Perjalanan Amsterdam-New York sebenarnya bukan rute jauh. Bagi Thian, bolak-balik sekali dalam sebulan adalah kebiasaan rutin, apalagi sudah dilakukannya hampir enam bulan belakangan. Lantaran terbebani tanggung jawab terhadap penderitaan adik perempuannya itulah, perjalanan itu harus dilakukan. Sangat bisa dipahami kalau pikirannya terpusat pada si bungsu itu.
Akhirnya pulanglah Thian ke New York. Tiba di pusat kota hampir pagi. Bus berhenti tidak jauh dari rumah sakit, tepatnya di 462 First Avenue. Ia segera turun, langkahnya dipercepat, nafasnya memburu.

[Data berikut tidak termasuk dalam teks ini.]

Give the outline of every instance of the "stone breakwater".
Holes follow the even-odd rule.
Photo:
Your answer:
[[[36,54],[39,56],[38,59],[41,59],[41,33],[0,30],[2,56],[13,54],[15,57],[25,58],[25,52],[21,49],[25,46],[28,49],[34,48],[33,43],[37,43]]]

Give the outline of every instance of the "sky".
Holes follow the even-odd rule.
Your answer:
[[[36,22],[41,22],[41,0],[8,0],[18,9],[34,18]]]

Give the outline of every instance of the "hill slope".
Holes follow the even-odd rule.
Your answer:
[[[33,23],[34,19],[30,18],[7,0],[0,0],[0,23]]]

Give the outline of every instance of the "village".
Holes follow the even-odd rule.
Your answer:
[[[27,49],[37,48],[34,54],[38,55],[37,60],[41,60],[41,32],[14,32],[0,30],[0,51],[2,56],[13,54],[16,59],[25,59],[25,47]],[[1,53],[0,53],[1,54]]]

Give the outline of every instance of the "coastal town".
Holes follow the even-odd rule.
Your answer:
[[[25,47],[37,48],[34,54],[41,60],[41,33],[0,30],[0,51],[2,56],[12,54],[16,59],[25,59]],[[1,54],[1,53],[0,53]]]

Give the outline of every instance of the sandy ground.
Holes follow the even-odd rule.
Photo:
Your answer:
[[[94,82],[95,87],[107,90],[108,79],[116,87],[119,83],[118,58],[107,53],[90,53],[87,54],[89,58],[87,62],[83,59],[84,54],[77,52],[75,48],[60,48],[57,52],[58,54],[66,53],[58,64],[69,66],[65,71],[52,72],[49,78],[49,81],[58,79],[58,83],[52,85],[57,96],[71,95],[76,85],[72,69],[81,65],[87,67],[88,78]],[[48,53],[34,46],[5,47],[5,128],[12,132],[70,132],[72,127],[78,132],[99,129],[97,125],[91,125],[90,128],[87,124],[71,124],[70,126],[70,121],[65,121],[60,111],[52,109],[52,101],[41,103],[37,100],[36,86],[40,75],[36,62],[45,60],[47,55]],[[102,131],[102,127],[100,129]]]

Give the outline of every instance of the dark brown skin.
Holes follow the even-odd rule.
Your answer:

“Bagaimana keadaannya?” berondong Thian pada Theresa ketika gadis bermata segaris itu menyambutnya di bibir pintu. Theresa tidak langsung menjawab, mulutnya terkunci rapat seperti bisu. Cahaya matanya tertangkap buram dan kosong.
“Semalam sempat masuk ICU, paru-parunya parah sekali. Sejak empat hari lalu, semalamlah yang paling mengkhawatirkan,” katanya dengan kalimat panjang.
Thian menangkap kesan, Theresa sedang berperang batin serius soal penyakit Niu. Thian menghirup nafas cukup dalam, matanya berkunang-kunang, keringat memercik deras di keningnya.
“Ia di lantai empat,” sambung Theresa sembari terlebih dahulu melangkah, meninggalkan Thian.
Thian mulai sadar, Theresalah yang selama ini mengurusi adiknya. Ia termasuk perempuan polos dan setia. Dalam hati Thian sering mengutuki diri sendiri, kenapa rasa sayangnya terhadap Theresa justru berpamrih. Mungkin Theresia bukan satu-satunya gadis terbaik yang pernah ditemuinya. Tapi semakin lama, semakin memahami bagaimana caranya berbagi kasih sayang terhadap perempuan.
Sejak mendapat peluang studi ke Amsterdam, seluruh keluarganya di New York bergantung pada Theresa. Ibu Thian yang udah mulai renta, sehari-hari berdagang makanan di Bayard Street, kawasan pecinan. Sang ayah udah lama meninggal dunia.
Itu dia yang membuat Thian semakin mantap, kelak ingin hidup bersama Theresa.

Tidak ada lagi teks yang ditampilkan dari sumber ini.